Productivity measures the way in which an economic system or business can leverage available functional inputs to generate meaningful outputs. This concept drives economies towards higher degrees of efficiency in production and thus higher economic growth and standards of living. As a result, improving productivity is a critical objective for societies to increase their relative wealth. Technological advances play a crucial role in improving productivity, and thus the standard of living in a system.
Productivity growth is bound by what is called the production-possibility frontier (PPF), which essentially stipulates a series of maximum amounts of two commodities that can be generated using a fixed amount the relevant factors of production . In the context of a given PPF, only an increase in overall supply of inputs or a technological advancement will allow for the PPF to shift out and allow for an increase in potential outputs of both goods simultaneously (represented by point 'X' in the figure). The shift due to changes in technology represents increased productivity. This is a critical component in understanding the role of technology in productivity, as it is a primary influence on increasing the prospective production possibilities.
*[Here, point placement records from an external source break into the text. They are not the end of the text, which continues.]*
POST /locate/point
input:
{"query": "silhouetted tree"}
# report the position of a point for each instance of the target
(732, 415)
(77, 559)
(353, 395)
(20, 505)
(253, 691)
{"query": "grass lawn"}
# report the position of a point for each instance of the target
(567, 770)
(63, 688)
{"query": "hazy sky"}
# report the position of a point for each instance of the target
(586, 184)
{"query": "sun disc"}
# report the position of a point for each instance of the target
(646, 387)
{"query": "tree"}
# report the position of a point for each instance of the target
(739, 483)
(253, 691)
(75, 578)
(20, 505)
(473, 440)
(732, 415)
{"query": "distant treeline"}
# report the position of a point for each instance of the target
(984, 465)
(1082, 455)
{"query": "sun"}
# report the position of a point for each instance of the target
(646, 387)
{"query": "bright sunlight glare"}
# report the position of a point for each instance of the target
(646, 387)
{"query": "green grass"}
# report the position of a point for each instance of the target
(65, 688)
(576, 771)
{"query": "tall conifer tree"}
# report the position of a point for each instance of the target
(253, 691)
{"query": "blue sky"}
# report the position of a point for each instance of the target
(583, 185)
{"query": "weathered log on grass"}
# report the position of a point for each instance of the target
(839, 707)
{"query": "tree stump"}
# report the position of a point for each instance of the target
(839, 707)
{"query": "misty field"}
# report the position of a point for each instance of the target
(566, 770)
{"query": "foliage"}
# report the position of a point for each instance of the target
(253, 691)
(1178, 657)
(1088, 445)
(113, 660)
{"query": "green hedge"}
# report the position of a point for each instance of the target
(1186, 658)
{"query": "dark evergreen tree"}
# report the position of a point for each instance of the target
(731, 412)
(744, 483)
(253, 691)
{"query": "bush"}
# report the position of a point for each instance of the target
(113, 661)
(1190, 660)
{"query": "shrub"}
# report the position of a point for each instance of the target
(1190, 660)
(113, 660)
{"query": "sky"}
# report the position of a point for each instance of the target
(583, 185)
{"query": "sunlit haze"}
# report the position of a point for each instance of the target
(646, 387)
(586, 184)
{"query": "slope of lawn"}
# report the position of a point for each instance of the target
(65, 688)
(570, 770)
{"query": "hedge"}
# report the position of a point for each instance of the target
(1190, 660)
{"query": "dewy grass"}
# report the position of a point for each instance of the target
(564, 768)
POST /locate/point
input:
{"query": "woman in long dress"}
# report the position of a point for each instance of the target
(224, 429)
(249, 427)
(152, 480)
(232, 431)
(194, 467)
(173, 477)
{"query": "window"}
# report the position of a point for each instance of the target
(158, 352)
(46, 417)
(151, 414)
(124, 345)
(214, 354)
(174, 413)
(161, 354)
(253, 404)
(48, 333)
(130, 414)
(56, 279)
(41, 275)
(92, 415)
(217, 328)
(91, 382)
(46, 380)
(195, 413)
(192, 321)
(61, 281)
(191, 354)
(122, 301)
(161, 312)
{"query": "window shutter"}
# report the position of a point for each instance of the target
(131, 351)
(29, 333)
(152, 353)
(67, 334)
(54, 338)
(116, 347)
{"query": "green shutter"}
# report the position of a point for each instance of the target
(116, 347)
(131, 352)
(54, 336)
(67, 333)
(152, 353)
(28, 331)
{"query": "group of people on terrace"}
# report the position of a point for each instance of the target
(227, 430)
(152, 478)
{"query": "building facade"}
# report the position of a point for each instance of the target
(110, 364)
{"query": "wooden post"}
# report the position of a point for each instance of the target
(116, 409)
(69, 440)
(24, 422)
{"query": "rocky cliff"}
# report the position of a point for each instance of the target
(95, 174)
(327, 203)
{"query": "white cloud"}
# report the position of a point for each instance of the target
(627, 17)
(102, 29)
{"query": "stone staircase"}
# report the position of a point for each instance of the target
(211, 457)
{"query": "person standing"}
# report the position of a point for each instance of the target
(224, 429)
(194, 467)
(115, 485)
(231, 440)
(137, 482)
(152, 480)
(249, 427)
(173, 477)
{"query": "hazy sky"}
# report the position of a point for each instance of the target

Production-Possibility Frontier (PPF)
This graph illustrates the varying theoretical takeaways from a PPF chart. On this, points B, C, and D all lie on a maximum output level, while A is representative of a realistic but inefficient amount. X is beyond the scope of the PPF graph, and thus requires a technological improvement or increase in supply.
Technological Advances: Past, Present, and Future
The variance in technological advances that have driven productivity upwards is remarkable, underlining the ongoing importance of focusing on technology as a primary change agent. Innovative advances in technologies can be either leaps or increments, although the larger technological advances tend to take the limelight. In general, there are a particularly notable categories:
- Energy: Historically, animals and humans were the primary energy input for the generation of products. This was extremely expensive and time-consuming relative to more modern ways to power things, and has been improved upon dramatically over time. Electricity, heat, steam, water, solar, and a wide variety of other energy capturing methodologies have dramatically increased efficiency while freeing up man hours.
- Transportation and Industrial Machinery: Trade has been a part of human history for nearly as long as civilizations knew of one another, bartering being the a central component of human interaction. The improvement of trade venues, such as boats, cars, planes, trains, etc. have enabled rapid increases in trade quantity and efficiency. Similarly, industrial machinery utilizing similar vehicles have enabled mass increases in scale and efficiency, particularly agriculture .
- Communication:Needless to say, the internet and mobile communications have rapidly expedited the transmission of knowledge, data, information, and networking. This has resulted in a massive increase in synergy across the world, alongside the development of economic learning and development.
- Logistics: Increases in technological systems is generally considered to be a tangible innovation, but is not limited to such. Improvements in the ways in which we do things is often just as useful. Henry Ford is a classic example of this, innovating the assembly line to maximize the efficiency the production process through strategic implementation of labor roles.
Implications on Productivity
Measuring the effects of technology on productivity is a difficult pursuit. It is generally approached through metrics such as Gross Domestic Product (GDP), GDP per capita, and Total Factor Productivity (TFP). The former two attempt to capture the overall output of a given economy from a macro-environmental perspective. The latter is slightly more interesting, attempting to measure technologically driven advancement through noting increases in overall output without increases in inputs. This is done through utilizing production function equations and identifying when the output is greater than the supposed input, implying an advance in the external technological environment. This system is more specifically tailored for technological change than GDP.
Over the past 60 years, wheat yield (PPF) has dramatically improved as a result of critical technological and logistic advancements.